Een aantal jaar geleden, geen idee wanneer (meer dan drie jaar in ieder geval) was er een reclame op tv. Ja, nogal schokkend, ik weet het. Toen waren er al reclames op tv. Maar dit was niet zomaar een reclame. Ik weet niet meer precies hoe hij ging en waar hij van was (één of ander koffiemerk?), maar het speelde zich geloof ik op een kantoor af.
Het ging zo: het woord ‘koffie’ mocht niet gezegd worden. Elke keer dat iemand het toch zei, moest er geld in de pot gedaan worden. Verder kan ik me herinneren dat ze een foto van Kofi Annan lieten zien en vroegen wie het was. Het antwoord? ‘Koffie, eh… Kofi Annan.’
Nu moeten jullie weten, ik kom uit een nogal gek gezin (‘Nou, dat had ik echt niet verwacht joh, Laura. Je bent zelf echt doodnormaal.’). Wij doen altijd rond zeven/acht uur koffie (eigenlijk spelen ik en mijn broertje vals, want wij drinken thee), wat op zich nog niet heel gek is.
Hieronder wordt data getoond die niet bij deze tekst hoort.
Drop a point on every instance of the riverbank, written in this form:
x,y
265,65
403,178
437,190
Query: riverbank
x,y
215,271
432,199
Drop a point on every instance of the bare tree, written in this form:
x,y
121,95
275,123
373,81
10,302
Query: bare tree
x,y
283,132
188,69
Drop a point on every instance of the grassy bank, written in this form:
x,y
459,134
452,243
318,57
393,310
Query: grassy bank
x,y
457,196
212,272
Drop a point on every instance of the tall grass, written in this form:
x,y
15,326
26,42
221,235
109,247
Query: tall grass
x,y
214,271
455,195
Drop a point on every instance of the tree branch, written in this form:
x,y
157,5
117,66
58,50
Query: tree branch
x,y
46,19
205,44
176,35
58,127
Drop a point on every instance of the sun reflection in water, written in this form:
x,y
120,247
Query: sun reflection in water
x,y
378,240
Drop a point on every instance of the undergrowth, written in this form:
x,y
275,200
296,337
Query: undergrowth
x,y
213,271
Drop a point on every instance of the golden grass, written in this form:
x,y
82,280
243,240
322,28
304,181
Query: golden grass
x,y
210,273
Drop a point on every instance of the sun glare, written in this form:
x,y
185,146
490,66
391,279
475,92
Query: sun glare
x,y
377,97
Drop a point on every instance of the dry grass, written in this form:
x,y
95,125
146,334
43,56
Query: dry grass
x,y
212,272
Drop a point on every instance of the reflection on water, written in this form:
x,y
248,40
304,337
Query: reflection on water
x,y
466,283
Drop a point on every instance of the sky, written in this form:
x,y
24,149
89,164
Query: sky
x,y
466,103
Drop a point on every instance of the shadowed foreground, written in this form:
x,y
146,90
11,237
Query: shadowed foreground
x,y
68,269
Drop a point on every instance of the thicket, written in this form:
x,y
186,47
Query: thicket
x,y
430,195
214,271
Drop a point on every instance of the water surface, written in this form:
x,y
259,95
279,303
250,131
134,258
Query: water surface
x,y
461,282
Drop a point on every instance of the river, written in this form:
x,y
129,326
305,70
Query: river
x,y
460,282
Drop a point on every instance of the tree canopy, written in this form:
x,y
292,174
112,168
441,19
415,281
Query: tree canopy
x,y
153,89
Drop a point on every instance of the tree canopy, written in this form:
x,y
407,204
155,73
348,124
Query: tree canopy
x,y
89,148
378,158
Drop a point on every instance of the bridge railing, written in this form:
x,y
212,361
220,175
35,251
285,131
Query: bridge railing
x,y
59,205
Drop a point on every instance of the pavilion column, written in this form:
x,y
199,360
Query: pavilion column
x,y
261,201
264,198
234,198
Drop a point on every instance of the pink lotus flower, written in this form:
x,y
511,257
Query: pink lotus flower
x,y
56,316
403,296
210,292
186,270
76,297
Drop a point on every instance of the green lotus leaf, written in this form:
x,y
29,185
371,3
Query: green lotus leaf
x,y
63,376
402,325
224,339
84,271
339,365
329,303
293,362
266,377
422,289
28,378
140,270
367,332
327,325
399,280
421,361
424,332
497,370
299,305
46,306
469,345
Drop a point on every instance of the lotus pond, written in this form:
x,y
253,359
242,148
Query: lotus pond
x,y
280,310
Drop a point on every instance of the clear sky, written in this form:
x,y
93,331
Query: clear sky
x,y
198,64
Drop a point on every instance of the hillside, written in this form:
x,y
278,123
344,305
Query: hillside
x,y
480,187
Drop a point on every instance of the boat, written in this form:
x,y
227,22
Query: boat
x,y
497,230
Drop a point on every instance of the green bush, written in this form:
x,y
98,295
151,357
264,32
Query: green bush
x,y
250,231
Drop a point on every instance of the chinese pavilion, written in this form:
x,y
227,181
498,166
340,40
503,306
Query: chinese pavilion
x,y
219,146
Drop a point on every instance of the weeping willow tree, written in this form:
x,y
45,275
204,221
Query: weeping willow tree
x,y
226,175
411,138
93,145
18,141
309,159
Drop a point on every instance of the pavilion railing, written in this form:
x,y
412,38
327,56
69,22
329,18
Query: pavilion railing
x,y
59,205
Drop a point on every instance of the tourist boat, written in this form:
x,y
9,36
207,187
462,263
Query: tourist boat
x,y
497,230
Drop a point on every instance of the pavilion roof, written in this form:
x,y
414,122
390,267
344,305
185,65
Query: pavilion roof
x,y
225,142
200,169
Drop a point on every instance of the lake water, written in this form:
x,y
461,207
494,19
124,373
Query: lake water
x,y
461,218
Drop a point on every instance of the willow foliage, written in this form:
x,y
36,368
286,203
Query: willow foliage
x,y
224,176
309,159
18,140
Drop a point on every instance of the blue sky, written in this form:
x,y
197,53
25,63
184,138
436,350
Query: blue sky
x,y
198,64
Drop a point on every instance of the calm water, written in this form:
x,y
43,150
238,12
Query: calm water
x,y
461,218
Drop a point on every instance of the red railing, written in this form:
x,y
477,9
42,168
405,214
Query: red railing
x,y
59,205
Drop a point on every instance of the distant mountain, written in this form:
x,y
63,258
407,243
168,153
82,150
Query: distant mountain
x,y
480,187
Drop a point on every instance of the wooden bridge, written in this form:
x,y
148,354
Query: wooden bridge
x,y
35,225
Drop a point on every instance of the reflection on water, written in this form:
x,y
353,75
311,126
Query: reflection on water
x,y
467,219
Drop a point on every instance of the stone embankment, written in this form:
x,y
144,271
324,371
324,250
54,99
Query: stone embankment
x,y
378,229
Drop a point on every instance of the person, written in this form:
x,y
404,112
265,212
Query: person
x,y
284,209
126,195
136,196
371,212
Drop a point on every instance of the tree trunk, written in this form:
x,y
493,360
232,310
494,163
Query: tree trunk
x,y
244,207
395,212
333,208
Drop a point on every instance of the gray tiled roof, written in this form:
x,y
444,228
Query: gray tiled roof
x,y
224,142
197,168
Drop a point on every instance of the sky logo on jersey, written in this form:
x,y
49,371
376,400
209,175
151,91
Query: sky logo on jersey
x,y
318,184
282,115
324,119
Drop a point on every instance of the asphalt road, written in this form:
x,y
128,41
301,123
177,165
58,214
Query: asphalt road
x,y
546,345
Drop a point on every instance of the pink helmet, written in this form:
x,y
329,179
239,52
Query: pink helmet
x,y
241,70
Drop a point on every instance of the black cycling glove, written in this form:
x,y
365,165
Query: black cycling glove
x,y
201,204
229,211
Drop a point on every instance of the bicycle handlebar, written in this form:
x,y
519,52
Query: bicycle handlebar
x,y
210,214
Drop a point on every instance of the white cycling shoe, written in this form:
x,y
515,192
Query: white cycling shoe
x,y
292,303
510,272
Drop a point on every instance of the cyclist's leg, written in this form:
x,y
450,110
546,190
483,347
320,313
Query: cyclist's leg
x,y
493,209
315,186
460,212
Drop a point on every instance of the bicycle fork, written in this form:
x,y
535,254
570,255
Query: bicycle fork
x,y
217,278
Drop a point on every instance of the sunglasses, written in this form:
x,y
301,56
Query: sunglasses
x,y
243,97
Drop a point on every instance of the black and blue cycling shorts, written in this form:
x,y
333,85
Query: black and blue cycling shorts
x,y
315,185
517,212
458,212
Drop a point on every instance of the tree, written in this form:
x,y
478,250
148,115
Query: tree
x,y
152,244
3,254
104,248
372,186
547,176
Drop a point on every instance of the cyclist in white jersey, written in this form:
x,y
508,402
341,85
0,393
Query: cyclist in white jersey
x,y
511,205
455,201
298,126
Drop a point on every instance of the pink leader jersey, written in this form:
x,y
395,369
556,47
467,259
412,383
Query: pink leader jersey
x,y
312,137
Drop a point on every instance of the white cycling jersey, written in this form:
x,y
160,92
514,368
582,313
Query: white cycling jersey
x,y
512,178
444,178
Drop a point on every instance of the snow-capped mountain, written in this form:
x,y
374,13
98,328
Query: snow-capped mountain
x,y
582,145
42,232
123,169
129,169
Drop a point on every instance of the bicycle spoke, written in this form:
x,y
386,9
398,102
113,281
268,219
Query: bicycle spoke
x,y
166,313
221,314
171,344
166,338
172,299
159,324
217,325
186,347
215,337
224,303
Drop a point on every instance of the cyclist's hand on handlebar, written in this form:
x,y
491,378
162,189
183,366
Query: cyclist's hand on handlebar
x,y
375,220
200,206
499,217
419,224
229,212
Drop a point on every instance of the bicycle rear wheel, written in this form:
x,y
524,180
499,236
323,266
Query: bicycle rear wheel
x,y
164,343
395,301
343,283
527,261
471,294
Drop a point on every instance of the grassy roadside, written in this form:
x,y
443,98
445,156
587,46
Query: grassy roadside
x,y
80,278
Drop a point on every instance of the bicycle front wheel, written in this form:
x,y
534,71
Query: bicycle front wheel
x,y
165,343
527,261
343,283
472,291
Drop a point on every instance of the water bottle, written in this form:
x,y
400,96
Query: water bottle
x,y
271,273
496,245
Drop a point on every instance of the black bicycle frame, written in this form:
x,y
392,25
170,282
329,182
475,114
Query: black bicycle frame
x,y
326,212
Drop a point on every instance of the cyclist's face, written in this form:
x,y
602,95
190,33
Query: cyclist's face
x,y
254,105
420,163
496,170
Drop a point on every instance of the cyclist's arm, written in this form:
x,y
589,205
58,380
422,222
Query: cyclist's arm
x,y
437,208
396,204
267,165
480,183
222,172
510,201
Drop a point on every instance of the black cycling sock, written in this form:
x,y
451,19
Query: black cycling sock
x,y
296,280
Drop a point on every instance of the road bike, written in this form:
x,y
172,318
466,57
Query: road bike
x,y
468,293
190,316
Maar nadat we die reclame hadden gezien, besloten wij hetzelfde te doen.
Het woord ‘koffie’ was uit den boze. Zei je het toch? Kom maar op met dat geld!
Hoe lang we het volhielden, weet ik niet. Ik weet wel dat ik het niet vaak zei (duh, zo gek ben ik nou ook weer niet). Uiteindelijk hadden we aardig wat geld bij elkaar gespaard (als je na gaat, dat elke keer als je het zei, je iets van tien cent moest betalen). Wat we ervan gekocht hebben?
‘Koffiebonen?’
Nee. Bonbons.
Kom jij wél uit een normaal gezin?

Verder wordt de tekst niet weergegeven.